The attacker in the left half-space quickly plays the ball through to the centre-forward exploiting the newly-created space on the right thanks to his teammates’ movement and this creates an excellent goalscoring opportunity.
This passage of play highlights the impactfulness of Saoura’s quick passing plays and off-the-ball movement. Despite having very little space to play through the opposition initially, they ended up slicing through them without much trouble thanks to their offensive tactics.
Saoura’s full-backs usually continue to advance their position further as the ball moves upfield and they often end up providing the width for their side in the final third. In figure 13, we see an example of Saoura’s right-back overlapping on the right-wing, with the near-winger on the ball, looking for his run.
By doubling up on the full-back, Saoura’s men make the defender’s job much more difficult and as play moves on, the ball is slid through to the overlapping full-back, who then manages to pull off a cross, with three men (one of whom is just out of shot here in this image) to aim for in the box.
This movement from Saoura’s right-back also helps their attack by creating space for right-winger and top scorer, Messaoudi, to move into the right half-space and attack the box more centrally, without being marked as heavily, due to the full-back being pulled out wide. So, as well as providing a crossing threat, the full-back gives plenty of help to his side’s attack just by being in this position.
Saoura’s left-back gets forward plenty of the time as well, however, as we see in figure 14. This image also shows another element of Saoura’s tactics in the final third, which is how they often overload the opposition inside the penalty box by positioning as many as five men in the box to get onto the end of the cross. This happens as the wingers shift inside with the full-backs overlapping, joining the centre-forward and the ‘10’ in the box, while the full-back on the opposite wing will also often push into the box if a cross is on from the other side.

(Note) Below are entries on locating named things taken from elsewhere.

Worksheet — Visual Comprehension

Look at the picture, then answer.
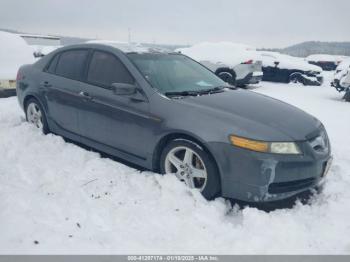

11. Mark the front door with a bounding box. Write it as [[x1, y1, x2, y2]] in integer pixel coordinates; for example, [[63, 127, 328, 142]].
[[79, 51, 154, 159], [41, 49, 88, 134]]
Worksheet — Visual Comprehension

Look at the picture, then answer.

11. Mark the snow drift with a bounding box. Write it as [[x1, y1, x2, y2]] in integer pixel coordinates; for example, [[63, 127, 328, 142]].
[[0, 72, 350, 254], [0, 31, 35, 80]]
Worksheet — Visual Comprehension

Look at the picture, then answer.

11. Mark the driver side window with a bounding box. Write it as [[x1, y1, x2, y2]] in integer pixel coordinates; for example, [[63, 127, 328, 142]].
[[87, 51, 135, 87]]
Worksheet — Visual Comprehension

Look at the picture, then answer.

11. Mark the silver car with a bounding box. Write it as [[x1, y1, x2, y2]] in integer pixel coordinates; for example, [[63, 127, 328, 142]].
[[178, 42, 263, 87]]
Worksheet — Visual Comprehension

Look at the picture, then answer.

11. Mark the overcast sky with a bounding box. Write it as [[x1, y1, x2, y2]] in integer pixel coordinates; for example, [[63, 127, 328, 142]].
[[0, 0, 350, 47]]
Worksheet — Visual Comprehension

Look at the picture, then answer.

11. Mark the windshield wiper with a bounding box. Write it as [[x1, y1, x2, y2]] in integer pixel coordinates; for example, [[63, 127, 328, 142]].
[[198, 86, 225, 95], [165, 86, 225, 96], [164, 91, 199, 96]]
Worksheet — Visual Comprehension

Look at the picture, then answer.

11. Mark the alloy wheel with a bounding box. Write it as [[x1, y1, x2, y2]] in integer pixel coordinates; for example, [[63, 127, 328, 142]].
[[165, 146, 208, 191]]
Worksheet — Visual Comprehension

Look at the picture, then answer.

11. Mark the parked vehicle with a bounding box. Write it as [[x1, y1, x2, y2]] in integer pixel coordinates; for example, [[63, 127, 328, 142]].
[[177, 42, 263, 87], [305, 54, 345, 71], [0, 31, 34, 97], [17, 44, 331, 202], [331, 59, 350, 102], [260, 51, 323, 86]]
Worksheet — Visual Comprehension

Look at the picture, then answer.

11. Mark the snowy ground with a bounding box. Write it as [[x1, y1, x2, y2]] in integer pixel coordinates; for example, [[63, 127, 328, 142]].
[[0, 71, 350, 254]]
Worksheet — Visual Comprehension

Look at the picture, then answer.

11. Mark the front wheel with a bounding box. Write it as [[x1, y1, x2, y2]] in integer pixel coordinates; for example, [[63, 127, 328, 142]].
[[25, 98, 49, 134], [160, 139, 220, 200]]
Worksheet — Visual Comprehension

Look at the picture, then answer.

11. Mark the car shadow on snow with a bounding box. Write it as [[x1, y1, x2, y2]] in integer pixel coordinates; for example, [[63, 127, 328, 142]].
[[63, 138, 322, 212], [230, 188, 322, 212]]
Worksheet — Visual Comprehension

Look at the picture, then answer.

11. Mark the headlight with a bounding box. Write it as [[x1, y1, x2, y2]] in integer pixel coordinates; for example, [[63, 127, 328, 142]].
[[230, 135, 301, 155]]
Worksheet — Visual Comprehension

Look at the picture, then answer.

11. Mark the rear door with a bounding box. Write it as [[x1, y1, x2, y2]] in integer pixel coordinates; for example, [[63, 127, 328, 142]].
[[41, 49, 89, 134], [79, 50, 154, 158]]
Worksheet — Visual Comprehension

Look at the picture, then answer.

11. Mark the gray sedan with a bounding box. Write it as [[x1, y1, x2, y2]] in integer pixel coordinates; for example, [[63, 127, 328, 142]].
[[17, 44, 331, 202]]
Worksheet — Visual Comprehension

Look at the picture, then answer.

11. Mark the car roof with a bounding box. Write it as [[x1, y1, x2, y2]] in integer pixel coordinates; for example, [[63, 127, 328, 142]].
[[59, 40, 174, 54]]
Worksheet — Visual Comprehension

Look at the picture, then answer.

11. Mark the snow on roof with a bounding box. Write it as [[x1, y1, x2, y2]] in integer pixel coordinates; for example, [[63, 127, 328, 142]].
[[0, 31, 35, 80], [176, 42, 258, 66], [19, 34, 61, 40], [86, 40, 150, 53]]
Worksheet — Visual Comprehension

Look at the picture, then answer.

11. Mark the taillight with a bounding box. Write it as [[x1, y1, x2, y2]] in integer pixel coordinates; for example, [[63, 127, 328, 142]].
[[242, 59, 254, 65]]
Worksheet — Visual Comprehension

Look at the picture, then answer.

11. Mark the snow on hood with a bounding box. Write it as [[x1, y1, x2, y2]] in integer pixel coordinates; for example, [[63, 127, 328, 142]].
[[176, 42, 258, 66], [0, 31, 35, 79], [259, 51, 322, 72]]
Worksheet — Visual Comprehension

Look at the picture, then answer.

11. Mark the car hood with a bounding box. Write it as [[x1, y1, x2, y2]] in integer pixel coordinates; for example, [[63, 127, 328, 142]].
[[178, 89, 321, 141]]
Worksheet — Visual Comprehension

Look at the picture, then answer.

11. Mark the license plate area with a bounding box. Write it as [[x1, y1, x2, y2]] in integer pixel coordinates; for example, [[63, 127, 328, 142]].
[[322, 156, 333, 177]]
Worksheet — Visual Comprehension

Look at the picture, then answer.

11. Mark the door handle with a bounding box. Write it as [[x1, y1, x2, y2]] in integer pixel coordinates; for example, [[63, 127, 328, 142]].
[[43, 81, 52, 87], [79, 91, 92, 100]]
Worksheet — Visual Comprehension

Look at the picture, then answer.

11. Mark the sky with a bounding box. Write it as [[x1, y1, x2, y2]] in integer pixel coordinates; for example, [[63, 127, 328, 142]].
[[0, 0, 350, 47]]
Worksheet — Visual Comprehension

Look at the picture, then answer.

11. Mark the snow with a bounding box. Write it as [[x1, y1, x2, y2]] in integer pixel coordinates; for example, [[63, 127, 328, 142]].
[[305, 54, 349, 63], [0, 31, 35, 80], [86, 39, 149, 52], [31, 45, 62, 56], [259, 51, 322, 72], [0, 74, 350, 254], [176, 42, 258, 67], [336, 58, 350, 72]]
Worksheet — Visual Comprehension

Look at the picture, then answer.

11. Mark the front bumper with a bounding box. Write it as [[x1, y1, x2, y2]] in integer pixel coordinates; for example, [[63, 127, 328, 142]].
[[0, 88, 16, 98], [211, 134, 331, 202]]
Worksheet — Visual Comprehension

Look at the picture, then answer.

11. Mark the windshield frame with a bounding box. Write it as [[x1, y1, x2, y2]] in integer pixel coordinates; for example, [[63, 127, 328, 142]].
[[126, 52, 228, 96]]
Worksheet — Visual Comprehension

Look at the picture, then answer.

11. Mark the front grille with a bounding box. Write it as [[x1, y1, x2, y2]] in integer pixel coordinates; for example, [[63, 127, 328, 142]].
[[268, 177, 316, 194]]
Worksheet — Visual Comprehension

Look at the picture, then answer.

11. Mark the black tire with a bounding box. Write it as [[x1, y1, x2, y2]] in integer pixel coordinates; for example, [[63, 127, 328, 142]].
[[160, 139, 221, 200], [343, 89, 350, 102], [24, 98, 50, 135], [215, 68, 236, 86]]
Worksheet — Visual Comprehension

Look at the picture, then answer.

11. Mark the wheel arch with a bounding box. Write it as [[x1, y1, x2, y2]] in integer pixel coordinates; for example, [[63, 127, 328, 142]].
[[152, 132, 221, 177]]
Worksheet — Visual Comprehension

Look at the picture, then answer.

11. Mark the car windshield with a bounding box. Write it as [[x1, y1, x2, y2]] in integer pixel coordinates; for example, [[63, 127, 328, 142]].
[[128, 53, 228, 94]]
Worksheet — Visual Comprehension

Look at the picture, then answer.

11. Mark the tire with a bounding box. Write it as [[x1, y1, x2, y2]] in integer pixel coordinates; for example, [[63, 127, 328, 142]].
[[160, 139, 221, 200], [215, 68, 236, 85], [25, 98, 50, 135], [343, 89, 350, 102]]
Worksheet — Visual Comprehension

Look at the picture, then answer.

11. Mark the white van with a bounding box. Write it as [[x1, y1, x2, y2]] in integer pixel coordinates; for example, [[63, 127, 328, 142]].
[[0, 31, 35, 97]]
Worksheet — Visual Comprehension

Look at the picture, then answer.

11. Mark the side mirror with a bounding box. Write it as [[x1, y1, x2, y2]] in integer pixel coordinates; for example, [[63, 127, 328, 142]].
[[111, 83, 136, 96]]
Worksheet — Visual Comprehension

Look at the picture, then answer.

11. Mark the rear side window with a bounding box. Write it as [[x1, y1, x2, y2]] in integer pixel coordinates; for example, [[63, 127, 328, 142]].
[[87, 51, 134, 87], [56, 50, 88, 80], [46, 55, 59, 74]]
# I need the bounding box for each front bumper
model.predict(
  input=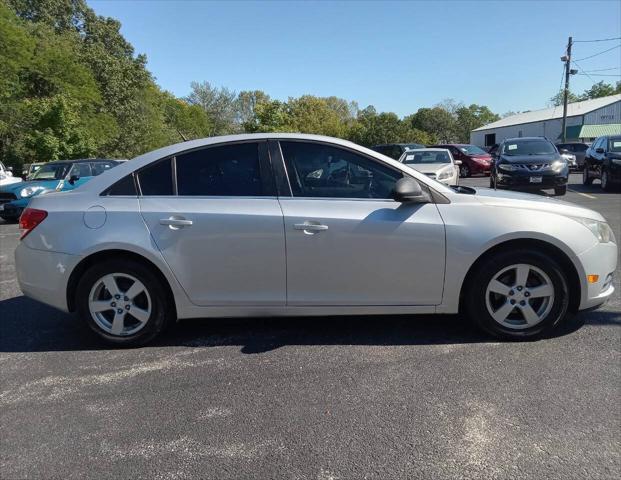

This can weaken Saoura defensively and leave them open to counterattacks, particularly on the wings, however, by doing this, they also often create a free man in the box to get onto the end of the cross, sometimes resulting in this player getting a free shot at goal. So, like a lot of Saoura’s tactics, this is an example of high risk-high reward.
To conclude this tactical analysis, in the form of a scout report, looking at JS Saoura’s title-challenging tactics in Algeria’s Ligue Professionnelle 1, it’s clear that both on and off the ball, Saoura are an aggressive team, who utilise a high-tempo.
On the ball, Saoura tend to play with lots of verticality. They mix things up during the early stages of build-up, sometimes displaying very intelligent movement in short passing sequences and sometimes opting for a more direct approach, particularly when counterattacking opportunities present themselves for the goalkeeper to exploit.
Off the ball, Saoura press high, with their front four and their holding midfield duo engaging in plenty of defensive duels and making plenty of interceptions thanks to their role in Djallit’s tactical setup. Whether or not these tactics can take them all the way to the title this season remains to be seen, but it’s clear, as Messaoudi explained, that Djallit’s tactics do suit his players, which bodes well for the near future.